Un frijol alargado se extendía por su pecho comprometiendo su seno y un ganglio. Bastaba de una leve presión contra su piel para sentir esa forma abultada que me enseñó a experimentar la ira, el temor y una sucedánea violencia contra el mundo, contra todos excepto ella. A los quince días de la primera quimioterapia la rapé en la intimidad de nuestro baño, le quité esa cabellera negra y abundante por la que todos la reconocían en la calle, por la que tanto hombres y mujeres la miraban al caminar, por la que mis amigos solían intentar coquetearle y buscar así fuere una pequeña mirada. Recuerdo su frente apoyada en mi abdomen y la noticia de que su cáncer era metastásico, la furia que sentí por lo injusta que era la vida y las ganas que tenía de ignorar la realidad. Una no se puede desaparecer en este tipo de momentos y mucho menos perderse.

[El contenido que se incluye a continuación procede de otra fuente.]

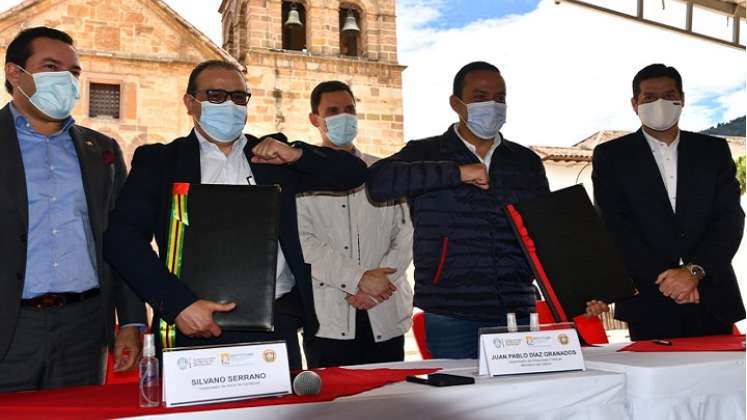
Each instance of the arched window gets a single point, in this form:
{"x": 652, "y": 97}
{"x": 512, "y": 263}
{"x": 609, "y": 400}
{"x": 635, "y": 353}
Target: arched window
{"x": 350, "y": 30}
{"x": 294, "y": 26}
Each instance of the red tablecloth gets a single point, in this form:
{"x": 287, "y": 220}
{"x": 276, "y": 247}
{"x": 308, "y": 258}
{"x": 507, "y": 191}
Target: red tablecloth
{"x": 710, "y": 343}
{"x": 120, "y": 400}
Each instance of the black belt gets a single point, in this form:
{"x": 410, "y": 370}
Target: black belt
{"x": 56, "y": 300}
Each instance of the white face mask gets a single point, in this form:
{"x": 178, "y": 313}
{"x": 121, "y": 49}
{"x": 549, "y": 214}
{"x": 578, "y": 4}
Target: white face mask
{"x": 485, "y": 119}
{"x": 660, "y": 115}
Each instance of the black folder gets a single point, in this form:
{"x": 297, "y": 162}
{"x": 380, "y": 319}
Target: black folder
{"x": 570, "y": 251}
{"x": 231, "y": 249}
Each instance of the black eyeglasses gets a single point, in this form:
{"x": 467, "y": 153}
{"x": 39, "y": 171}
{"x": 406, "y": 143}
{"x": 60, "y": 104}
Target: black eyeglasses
{"x": 218, "y": 96}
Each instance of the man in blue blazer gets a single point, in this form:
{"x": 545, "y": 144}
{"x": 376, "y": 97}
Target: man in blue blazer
{"x": 670, "y": 199}
{"x": 217, "y": 151}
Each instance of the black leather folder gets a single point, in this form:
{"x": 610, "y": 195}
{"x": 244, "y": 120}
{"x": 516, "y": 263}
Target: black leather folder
{"x": 570, "y": 251}
{"x": 231, "y": 249}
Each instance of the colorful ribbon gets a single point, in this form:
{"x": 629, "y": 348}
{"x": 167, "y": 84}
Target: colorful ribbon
{"x": 178, "y": 223}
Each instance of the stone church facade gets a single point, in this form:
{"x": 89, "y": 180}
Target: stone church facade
{"x": 137, "y": 55}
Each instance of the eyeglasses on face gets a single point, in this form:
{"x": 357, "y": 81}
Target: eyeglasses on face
{"x": 218, "y": 96}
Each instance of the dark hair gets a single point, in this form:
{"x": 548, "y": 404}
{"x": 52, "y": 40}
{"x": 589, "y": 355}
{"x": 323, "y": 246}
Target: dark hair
{"x": 469, "y": 68}
{"x": 19, "y": 49}
{"x": 653, "y": 71}
{"x": 327, "y": 87}
{"x": 220, "y": 64}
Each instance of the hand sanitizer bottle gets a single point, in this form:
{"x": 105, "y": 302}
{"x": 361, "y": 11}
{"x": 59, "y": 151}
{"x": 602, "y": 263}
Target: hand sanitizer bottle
{"x": 150, "y": 381}
{"x": 511, "y": 322}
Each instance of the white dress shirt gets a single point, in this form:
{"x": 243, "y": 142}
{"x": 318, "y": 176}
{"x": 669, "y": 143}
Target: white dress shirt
{"x": 666, "y": 159}
{"x": 488, "y": 156}
{"x": 234, "y": 169}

¿Dura más el dolor emocional o físico? ¿se puede ser hogar para quién te dio la vida? ¿Cómo se aprende a proveer, a acompañar? Ella me enseñó a darle cariño, me sostuvo para enseñarme a sostenerla. Mientras estaba sentada en esa silla rodeada de otras personas adoloridas y sin cabello, lograba sonreír y me pedía electrolit, tinto y sonrisas camufladas dentro de su silencioso dolor. No se quejaba, me daba amor aunque ella fuera quien en mi mirada más lo necesitase, me hizo darme cuenta de que duele más el dolor de quienes amas que el que nace del cuerpo propio. El verano en que mi madre tuvo cáncer fue en el que me sentí más cerca de perderla, y perderla a ella (para quienes me conocen sabrán) es perder a mi familia y mi hogar.
Aún no logro abrazar su cáncer, tampoco agradezco el medicamento que ha pasado por su cuerpo ni la cantidad de horas en el hospital, no le agradezco al universo estar pasando por esto, pero sí el que ella siga aquí, existiendo, mostrándonos a todos como la vida no siempre se escurre por nuestros dedos. Después de meses su cabeza por fin es hogar de muchos pelos, lo mismo que sus cejas y sus pestañas, por fin de su pecho salió aquel frijol alargado y entendimos que, de ella, la melena era lo de menos.